The government of Daniel Ortega is facing its second major natural disaster in two months, following a week of heavy rains caused by a low-pressure system that required the government to evacuate more than 6,000 people in the northern region of the country and declare a state of alert throughout most departments.
At press time, some 10,000 people in more than 100 communities had been affected by the rains, which also reportedly damaged some 790 homes, five bridges and more than 220 kilometers of roadway in the departments of Chinandega, León, Estelí, Managua, Granada and Matagalpa. Hit hardest was the northwestern department of Chinandega, where some 1,200 people were relocated to temporary shelters in churches and schoolhouses.
With another tropical storm approaching the Caribbean coast on Tuesday, a state of elevated alert was put in effect for most of the country.
The heavy rains also pounded neighboring countries in Central America, leaving at least 19 dead – including 14 in a mudslide in Costa Rica – and forcing some 8,600 people to evacuate. To the north, some 850 people were evacuated in El Salvador and in Honduras more than 8,000 were evacuated and at least five killed, bringing to 11 the number of Hondurans who have drowned in heavy rains in the past two months, according to government authorities.
President Daniel Ortega and his National Emergency Commission traveled to Chinandega Oct. 13 to analyze the situation and express concern about the possibility of mudslides.

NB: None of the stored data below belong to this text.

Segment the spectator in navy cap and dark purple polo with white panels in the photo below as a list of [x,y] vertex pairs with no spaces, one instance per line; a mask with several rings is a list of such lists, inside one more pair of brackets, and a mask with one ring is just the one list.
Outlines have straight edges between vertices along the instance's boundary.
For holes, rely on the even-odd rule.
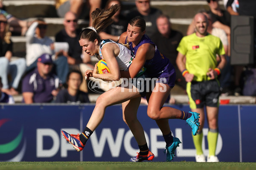
[[59,79],[52,73],[52,67],[52,56],[42,54],[37,59],[37,68],[23,78],[22,95],[26,104],[53,102],[58,94]]

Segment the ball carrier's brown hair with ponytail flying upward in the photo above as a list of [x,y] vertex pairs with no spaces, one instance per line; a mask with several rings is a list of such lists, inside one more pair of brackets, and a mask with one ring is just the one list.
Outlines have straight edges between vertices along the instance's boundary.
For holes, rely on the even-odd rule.
[[87,39],[91,42],[94,40],[98,40],[100,42],[99,32],[103,31],[107,26],[109,26],[113,20],[113,15],[119,10],[120,5],[116,4],[105,9],[96,8],[95,11],[92,12],[91,16],[93,19],[93,28],[85,28],[83,31],[79,34],[79,40],[81,39]]

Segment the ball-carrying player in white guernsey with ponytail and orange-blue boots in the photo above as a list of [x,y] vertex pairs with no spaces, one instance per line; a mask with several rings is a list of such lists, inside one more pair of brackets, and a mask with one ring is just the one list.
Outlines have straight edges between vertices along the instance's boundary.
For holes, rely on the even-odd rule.
[[[118,5],[111,6],[108,10],[100,10],[97,8],[92,13],[93,27],[91,29],[85,28],[79,34],[79,43],[83,51],[90,56],[96,55],[98,59],[105,59],[110,70],[110,73],[97,74],[95,65],[94,70],[87,70],[85,72],[85,76],[87,77],[100,78],[108,81],[112,81],[113,79],[119,80],[121,78],[120,70],[128,71],[128,67],[134,60],[131,51],[124,45],[112,40],[101,41],[98,34],[112,22],[111,17],[118,10]],[[143,73],[143,70],[138,71],[136,77],[146,78],[145,72]],[[134,85],[125,84],[127,83],[122,82],[121,85],[110,89],[98,97],[89,122],[81,134],[73,135],[62,131],[64,138],[70,142],[77,151],[83,150],[87,139],[89,139],[96,127],[102,122],[105,109],[110,105],[122,103],[123,119],[133,133],[140,148],[140,153],[131,158],[130,161],[144,161],[154,158],[154,154],[148,149],[143,127],[137,119],[137,109],[140,105],[140,99],[145,93],[144,91],[140,93],[140,91],[137,90],[138,86],[135,87]],[[127,102],[128,100],[129,102]]]

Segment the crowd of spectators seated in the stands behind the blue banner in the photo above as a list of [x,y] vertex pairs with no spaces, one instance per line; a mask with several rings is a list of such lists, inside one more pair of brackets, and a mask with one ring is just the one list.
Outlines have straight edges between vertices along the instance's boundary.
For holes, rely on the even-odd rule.
[[[224,7],[220,0],[206,0],[209,8],[201,9],[207,16],[209,26],[207,32],[221,39],[225,49],[226,65],[218,78],[221,95],[244,95],[241,78],[244,68],[248,65],[230,64],[232,15],[247,15],[256,18],[255,0],[224,0]],[[136,7],[129,11],[122,8],[113,16],[113,23],[99,33],[101,39],[111,39],[118,42],[119,36],[126,31],[128,22],[136,16],[141,16],[146,22],[146,34],[157,45],[176,70],[176,85],[186,94],[186,80],[176,64],[177,47],[181,39],[186,36],[179,30],[172,28],[170,18],[160,9],[153,8],[151,0],[135,0]],[[96,8],[108,9],[114,4],[122,7],[121,0],[56,0],[55,8],[58,17],[64,19],[63,26],[54,40],[46,36],[47,22],[43,18],[35,20],[21,20],[6,11],[0,1],[0,102],[14,103],[11,96],[22,94],[23,102],[61,102],[84,103],[88,98],[87,81],[83,78],[87,69],[93,69],[90,55],[82,51],[78,36],[81,32],[79,19],[89,20],[92,26],[91,12]],[[89,17],[87,16],[89,14]],[[187,28],[187,35],[195,32],[195,21]],[[12,34],[19,34],[26,38],[26,56],[12,57]],[[60,45],[61,48],[57,51]],[[220,57],[217,57],[220,61]],[[183,61],[186,62],[186,58]],[[250,65],[255,69],[255,65]],[[256,80],[255,80],[256,83]],[[104,91],[106,91],[104,89]],[[250,95],[250,94],[249,94]],[[256,96],[252,93],[251,96]],[[144,101],[145,102],[145,101]],[[167,102],[174,104],[170,97]]]

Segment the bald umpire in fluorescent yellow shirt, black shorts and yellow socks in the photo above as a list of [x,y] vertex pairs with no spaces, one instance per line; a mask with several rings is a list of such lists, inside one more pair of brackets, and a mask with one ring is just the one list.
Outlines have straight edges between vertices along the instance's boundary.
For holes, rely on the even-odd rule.
[[[186,79],[186,91],[189,96],[189,106],[192,112],[200,113],[200,127],[198,134],[193,136],[196,149],[195,159],[205,162],[202,150],[204,106],[206,106],[209,131],[207,141],[209,155],[207,162],[218,162],[215,150],[218,139],[218,106],[220,85],[217,77],[224,68],[226,59],[225,51],[218,37],[207,33],[207,17],[198,13],[194,17],[195,33],[183,37],[177,51],[179,51],[176,62],[183,77]],[[218,56],[218,57],[217,57]],[[186,63],[185,61],[186,57]]]

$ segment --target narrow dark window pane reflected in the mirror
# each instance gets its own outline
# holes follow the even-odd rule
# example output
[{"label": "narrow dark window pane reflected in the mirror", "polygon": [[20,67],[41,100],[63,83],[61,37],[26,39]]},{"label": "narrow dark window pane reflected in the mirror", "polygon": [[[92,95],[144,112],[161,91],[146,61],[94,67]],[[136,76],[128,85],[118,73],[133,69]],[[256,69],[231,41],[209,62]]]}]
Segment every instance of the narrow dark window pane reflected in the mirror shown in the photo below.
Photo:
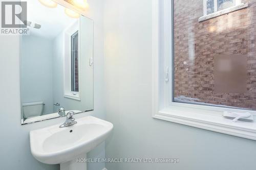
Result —
[{"label": "narrow dark window pane reflected in the mirror", "polygon": [[71,36],[71,91],[79,91],[78,83],[78,31]]}]

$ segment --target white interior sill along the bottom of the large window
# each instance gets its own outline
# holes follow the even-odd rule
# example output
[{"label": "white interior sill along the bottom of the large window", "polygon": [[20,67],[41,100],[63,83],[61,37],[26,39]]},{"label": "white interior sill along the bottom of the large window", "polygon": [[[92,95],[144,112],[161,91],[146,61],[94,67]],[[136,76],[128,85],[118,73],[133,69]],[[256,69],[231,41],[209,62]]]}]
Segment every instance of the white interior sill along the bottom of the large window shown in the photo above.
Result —
[{"label": "white interior sill along the bottom of the large window", "polygon": [[[182,125],[256,140],[256,122],[239,121],[234,123],[231,119],[224,118],[221,114],[216,114],[215,111],[199,113],[193,109],[193,111],[184,111],[184,109],[179,108],[172,106],[172,109],[163,109],[153,114],[153,117]],[[253,117],[255,118],[255,115]]]}]

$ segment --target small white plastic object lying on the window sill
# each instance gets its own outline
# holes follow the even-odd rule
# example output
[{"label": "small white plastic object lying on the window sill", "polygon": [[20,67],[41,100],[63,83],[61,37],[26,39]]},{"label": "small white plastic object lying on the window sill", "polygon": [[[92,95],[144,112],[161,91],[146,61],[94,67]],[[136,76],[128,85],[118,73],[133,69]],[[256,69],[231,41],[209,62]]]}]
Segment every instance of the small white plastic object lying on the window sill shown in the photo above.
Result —
[{"label": "small white plastic object lying on the window sill", "polygon": [[237,113],[237,112],[223,112],[223,117],[233,119],[233,122],[238,122],[238,120],[241,121],[249,121],[253,122],[253,116],[252,114],[246,112],[246,113]]}]

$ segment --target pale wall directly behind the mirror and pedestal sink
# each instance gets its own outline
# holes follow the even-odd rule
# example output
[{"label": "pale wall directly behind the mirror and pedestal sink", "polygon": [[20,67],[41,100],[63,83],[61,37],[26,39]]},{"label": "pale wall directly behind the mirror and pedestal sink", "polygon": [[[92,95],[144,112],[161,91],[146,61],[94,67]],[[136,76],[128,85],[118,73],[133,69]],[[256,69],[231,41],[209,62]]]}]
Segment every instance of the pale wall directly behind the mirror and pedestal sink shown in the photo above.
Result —
[{"label": "pale wall directly behind the mirror and pedestal sink", "polygon": [[[92,114],[104,118],[103,105],[103,2],[90,0],[88,16],[94,20],[94,111],[78,114],[75,117]],[[47,165],[38,162],[30,153],[29,131],[62,123],[65,117],[47,120],[31,125],[20,125],[19,94],[19,38],[0,36],[0,169],[10,170],[51,170],[58,165]],[[89,158],[104,157],[104,144],[88,154]],[[101,170],[104,163],[88,164],[89,170]]]}]

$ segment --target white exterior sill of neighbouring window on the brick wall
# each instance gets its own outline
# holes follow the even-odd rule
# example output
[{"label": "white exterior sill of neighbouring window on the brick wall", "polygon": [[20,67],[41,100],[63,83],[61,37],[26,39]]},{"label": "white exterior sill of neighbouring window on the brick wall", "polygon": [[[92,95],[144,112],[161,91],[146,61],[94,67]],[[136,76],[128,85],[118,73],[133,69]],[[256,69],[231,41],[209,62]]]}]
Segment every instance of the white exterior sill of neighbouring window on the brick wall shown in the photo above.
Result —
[{"label": "white exterior sill of neighbouring window on the brick wall", "polygon": [[211,13],[211,14],[209,14],[209,15],[201,16],[201,17],[198,19],[198,21],[199,21],[199,22],[202,22],[202,21],[205,21],[205,20],[208,20],[208,19],[211,19],[211,18],[215,18],[215,17],[221,16],[221,15],[224,15],[224,14],[227,14],[227,13],[230,13],[230,12],[233,12],[233,11],[237,11],[237,10],[240,10],[240,9],[243,9],[243,8],[247,8],[247,7],[248,7],[248,4],[247,4],[247,3],[245,3],[245,4],[240,4],[240,5],[237,5],[237,6],[234,6],[234,7],[230,7],[230,8],[221,10],[221,11],[217,11],[217,12]]}]

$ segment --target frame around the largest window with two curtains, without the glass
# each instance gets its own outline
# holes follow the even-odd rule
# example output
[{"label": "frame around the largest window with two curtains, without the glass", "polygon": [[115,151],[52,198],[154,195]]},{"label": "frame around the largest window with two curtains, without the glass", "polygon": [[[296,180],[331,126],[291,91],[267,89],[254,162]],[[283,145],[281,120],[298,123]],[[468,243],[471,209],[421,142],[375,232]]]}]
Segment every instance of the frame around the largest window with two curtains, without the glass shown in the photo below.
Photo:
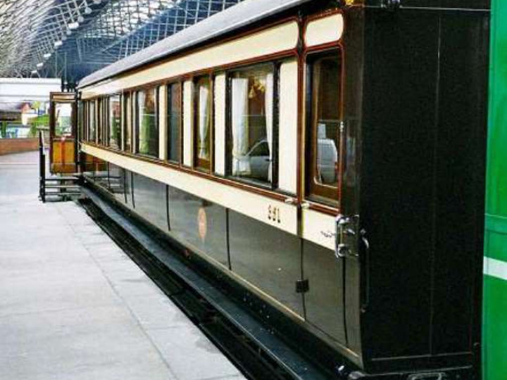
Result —
[{"label": "frame around the largest window with two curtains, without the glass", "polygon": [[[248,65],[237,66],[225,71],[225,177],[234,182],[249,184],[272,191],[278,190],[279,172],[279,125],[280,125],[280,66],[284,59],[277,61],[260,61]],[[271,65],[273,67],[273,136],[271,137],[271,181],[264,182],[249,177],[232,175],[232,75],[234,72],[255,69],[258,66]]]}]

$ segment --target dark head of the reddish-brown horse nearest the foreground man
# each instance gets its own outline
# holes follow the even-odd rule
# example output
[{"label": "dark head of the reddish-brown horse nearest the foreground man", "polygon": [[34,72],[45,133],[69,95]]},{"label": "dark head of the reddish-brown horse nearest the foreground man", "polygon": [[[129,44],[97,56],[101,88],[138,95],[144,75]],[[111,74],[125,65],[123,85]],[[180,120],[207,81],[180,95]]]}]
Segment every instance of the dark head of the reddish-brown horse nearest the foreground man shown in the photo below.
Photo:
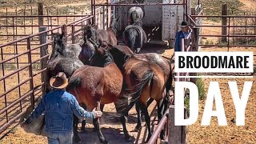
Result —
[{"label": "dark head of the reddish-brown horse nearest the foreground man", "polygon": [[97,48],[94,55],[90,58],[90,66],[104,67],[114,62],[112,54],[105,48]]}]

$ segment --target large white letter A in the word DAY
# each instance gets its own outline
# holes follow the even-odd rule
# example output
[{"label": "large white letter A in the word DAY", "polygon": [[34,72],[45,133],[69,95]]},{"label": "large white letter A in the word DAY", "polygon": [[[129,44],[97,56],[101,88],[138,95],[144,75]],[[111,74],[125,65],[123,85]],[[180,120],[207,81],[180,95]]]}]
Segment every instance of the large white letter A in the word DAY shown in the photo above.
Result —
[{"label": "large white letter A in the word DAY", "polygon": [[[216,110],[213,110],[215,99]],[[205,110],[202,114],[202,126],[210,126],[210,118],[216,116],[219,126],[226,126],[226,114],[223,107],[222,95],[219,90],[218,82],[210,82]]]}]

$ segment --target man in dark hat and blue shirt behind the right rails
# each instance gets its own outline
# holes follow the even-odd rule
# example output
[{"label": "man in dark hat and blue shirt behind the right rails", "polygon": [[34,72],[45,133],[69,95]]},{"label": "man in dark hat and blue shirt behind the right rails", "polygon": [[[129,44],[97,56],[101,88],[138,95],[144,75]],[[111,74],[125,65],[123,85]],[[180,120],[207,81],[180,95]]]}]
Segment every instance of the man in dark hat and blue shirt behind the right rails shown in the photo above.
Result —
[{"label": "man in dark hat and blue shirt behind the right rails", "polygon": [[182,30],[178,31],[175,37],[174,51],[182,51],[182,38],[186,38],[189,32],[189,24],[186,21],[182,22]]}]

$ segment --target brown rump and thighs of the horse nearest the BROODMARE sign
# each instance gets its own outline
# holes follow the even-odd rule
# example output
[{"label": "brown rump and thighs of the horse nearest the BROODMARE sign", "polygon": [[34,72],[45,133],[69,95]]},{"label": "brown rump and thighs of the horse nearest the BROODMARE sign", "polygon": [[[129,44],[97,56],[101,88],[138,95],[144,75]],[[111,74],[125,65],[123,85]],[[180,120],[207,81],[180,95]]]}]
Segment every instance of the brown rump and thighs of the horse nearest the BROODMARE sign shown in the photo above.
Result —
[{"label": "brown rump and thighs of the horse nearest the BROODMARE sign", "polygon": [[133,89],[134,86],[137,86],[142,82],[144,75],[147,72],[153,72],[154,76],[150,80],[150,83],[148,83],[142,90],[142,95],[140,97],[140,101],[142,103],[146,104],[149,98],[154,98],[157,101],[162,98],[162,92],[164,90],[166,80],[165,74],[160,66],[132,57],[126,62],[124,68],[124,78],[129,89]]}]

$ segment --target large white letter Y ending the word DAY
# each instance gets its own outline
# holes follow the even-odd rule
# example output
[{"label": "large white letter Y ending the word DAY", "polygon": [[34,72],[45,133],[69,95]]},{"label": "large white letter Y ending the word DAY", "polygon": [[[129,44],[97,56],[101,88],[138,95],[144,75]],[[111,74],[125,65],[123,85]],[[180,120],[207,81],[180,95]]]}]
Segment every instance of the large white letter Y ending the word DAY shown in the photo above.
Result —
[{"label": "large white letter Y ending the word DAY", "polygon": [[248,102],[250,89],[253,86],[253,82],[245,82],[241,98],[239,97],[237,82],[229,82],[229,86],[236,110],[236,125],[245,126],[246,104]]}]

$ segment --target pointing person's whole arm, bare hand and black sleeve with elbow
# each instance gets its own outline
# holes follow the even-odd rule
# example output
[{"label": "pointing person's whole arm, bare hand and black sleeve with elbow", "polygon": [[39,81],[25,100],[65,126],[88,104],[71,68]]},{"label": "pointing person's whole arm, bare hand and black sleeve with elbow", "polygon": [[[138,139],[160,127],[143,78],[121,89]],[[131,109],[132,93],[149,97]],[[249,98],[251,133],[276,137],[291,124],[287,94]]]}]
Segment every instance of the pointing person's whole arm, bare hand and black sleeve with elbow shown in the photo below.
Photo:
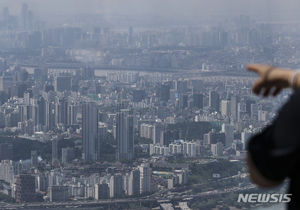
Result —
[{"label": "pointing person's whole arm, bare hand and black sleeve with elbow", "polygon": [[[293,70],[270,69],[270,66],[249,65],[248,69],[260,74],[253,85],[253,92],[278,90],[290,87],[295,75]],[[295,77],[295,86],[300,87],[300,76]],[[268,89],[269,88],[269,89]],[[267,94],[268,95],[268,94]],[[265,94],[265,96],[267,96]],[[262,188],[275,187],[289,177],[300,155],[300,89],[295,91],[280,109],[272,125],[254,135],[247,145],[247,165],[252,181]]]}]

Chinandega was one of the areas hit hardest by the 1998 Hurricane Mitch, which caused a massive landslide down the side of Casitas Volcano, killing some 2,000.
Ortega noted that if the current rains continue for 10 days, the situation could be on par with Mitch, “because the soil is already saturated.”
“Confronting this situation, where there is no indication that the rains will stop, we have to continue taking all corresponding measures in accordance with the (different levels of) alert,” Ortega said. “Above all, it is important to remain calm.”
Ortega stressed that the government is doing everything it can to prevent further disaster, and called on all citizens to cooperate with government and military officials in the coming days.
The President acknowledged that the damage to crops and infrastructure could be great, but called on journalists to act responsibly and not to create panic with preliminary damage reports.